Thursday, May 8, 2008

Americas Award and the secret

The America’s Award announced its 2008 winners, honors and commendations. The picture book winner is none other that one of my favorite productions of last year: Yum! Mmm! Que Rico! America’s Sproutings, by Pat Mora, illustrated by Rafael López. I have already ordered the novel winner, Red Glass, by Laura Resau.

I did get an announcement too. And announcement that was first a secret. Here are the specifics:

The keeper of the secret: Dr. Jamie Campbell Naidoo, organizers of the USC’s first Annual Celebration of Latino children’s Literature, and –and unknowingly to me a member of the Americas Award 2008 committee.

What I was doing: I was minding my own business sittin in one of the front rows. I was the closing keynote speaker.

Witnesses: conference attendees including speakers Dr. Katie G. Short and Lucia Gonzalez plus about 300 people who came to this first-time incredible conference in South Carolina.

How the secret was revealed: Jamie introduced the conference, welcomed the attendees, and then proceeded to announced that they had held an announcement until that morning, so that he could let me know in person that Little Night had been selected as an Americas Honor book.

My reaction: “viva!”


Here is the complete winner’s list

Friday, May 2, 2008

Herminia



Abuela doesn’t want to be called abuela, instead she wants to be called Mamá. Mamacita if you are afraid of her.

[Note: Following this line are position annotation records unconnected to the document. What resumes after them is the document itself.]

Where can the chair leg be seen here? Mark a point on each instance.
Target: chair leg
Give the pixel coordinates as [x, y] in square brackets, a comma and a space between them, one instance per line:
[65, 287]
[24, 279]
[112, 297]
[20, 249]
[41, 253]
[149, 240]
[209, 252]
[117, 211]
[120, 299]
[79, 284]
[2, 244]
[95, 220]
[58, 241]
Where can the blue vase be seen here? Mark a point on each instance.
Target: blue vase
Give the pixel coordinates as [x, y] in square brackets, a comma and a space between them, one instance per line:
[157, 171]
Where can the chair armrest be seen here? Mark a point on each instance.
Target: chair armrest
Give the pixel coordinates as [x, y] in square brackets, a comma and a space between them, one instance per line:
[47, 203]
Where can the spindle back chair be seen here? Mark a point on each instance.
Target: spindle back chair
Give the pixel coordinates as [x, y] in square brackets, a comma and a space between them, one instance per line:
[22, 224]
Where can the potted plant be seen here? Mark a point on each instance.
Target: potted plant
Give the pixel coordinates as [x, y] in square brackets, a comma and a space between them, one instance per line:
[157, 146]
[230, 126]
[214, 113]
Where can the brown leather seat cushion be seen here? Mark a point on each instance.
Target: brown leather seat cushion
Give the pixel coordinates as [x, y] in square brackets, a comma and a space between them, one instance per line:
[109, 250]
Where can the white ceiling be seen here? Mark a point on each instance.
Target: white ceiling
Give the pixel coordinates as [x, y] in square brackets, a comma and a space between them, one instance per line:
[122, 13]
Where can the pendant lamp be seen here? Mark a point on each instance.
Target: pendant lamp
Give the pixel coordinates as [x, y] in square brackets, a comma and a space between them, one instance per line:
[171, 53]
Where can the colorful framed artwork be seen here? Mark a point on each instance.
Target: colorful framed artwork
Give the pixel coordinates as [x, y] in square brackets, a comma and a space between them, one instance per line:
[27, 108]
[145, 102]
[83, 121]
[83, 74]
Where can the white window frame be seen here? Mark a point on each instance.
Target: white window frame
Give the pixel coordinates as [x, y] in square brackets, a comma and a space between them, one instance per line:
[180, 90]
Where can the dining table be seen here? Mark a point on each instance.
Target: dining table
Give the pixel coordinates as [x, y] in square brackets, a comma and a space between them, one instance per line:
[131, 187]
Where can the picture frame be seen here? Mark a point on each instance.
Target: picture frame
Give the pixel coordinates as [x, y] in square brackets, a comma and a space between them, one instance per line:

Even thought her husband the indio soldier already died, Mamacita still runs the house like military barracks. She shouts orders to her hijos and hijas, to the entenada who is nothing to her but lives in the house since her mother gave her away as a child, to her brother with sombrero, to the service girls who never go home, to the daughter-in-law who goes home only sometimes if she is granted permission, to the parrot before it got eaten by a rat, to the dog Loba tied on the roof, to the chayote plants growing wild in the garden. Mamacita, bellowing with the big drum of her belly, likes to give orders, and the house obeys.

This house, long like a chorizo, smells like carnitas fraying in the stove and candles lighting the Niño Jesus inside a glass box above her bed. But when Mamacita unties her braids at night, tired of giving orders all day long, what she longs for is the dusty smell of soldado indio. The bed feels so lonely since he left. The only thing her cama is good for now is turning around at night and for dreaming—dreaming that she is a child again and people call her Jirafa, giraffe with her long neck rising her eyes above the coffee fields where she works carrying sacks with the strength of a man. To Mamacita the world beyond looks misty and smell like pork.

But Mamacita stopped dreaming a long time ago. So long ago that her old birthday has already arrived and people now call her a pajarito; a little bird with her gray feather plastered to her skin and her hooked beak dipping weakly to the ground. Yet Mamacita likes birthdays almost as much as she likes giving orders, so shaking the flimsy feathers of her wings, she celebrate her pajarito birthday giving more orders. She is almost turning a 100, so her orders are a wish. With faint chirps that take her breath away, as the candles die out, she asks that the day comes for her to sleep with her soldado indio again. And like everyone else, the days obey.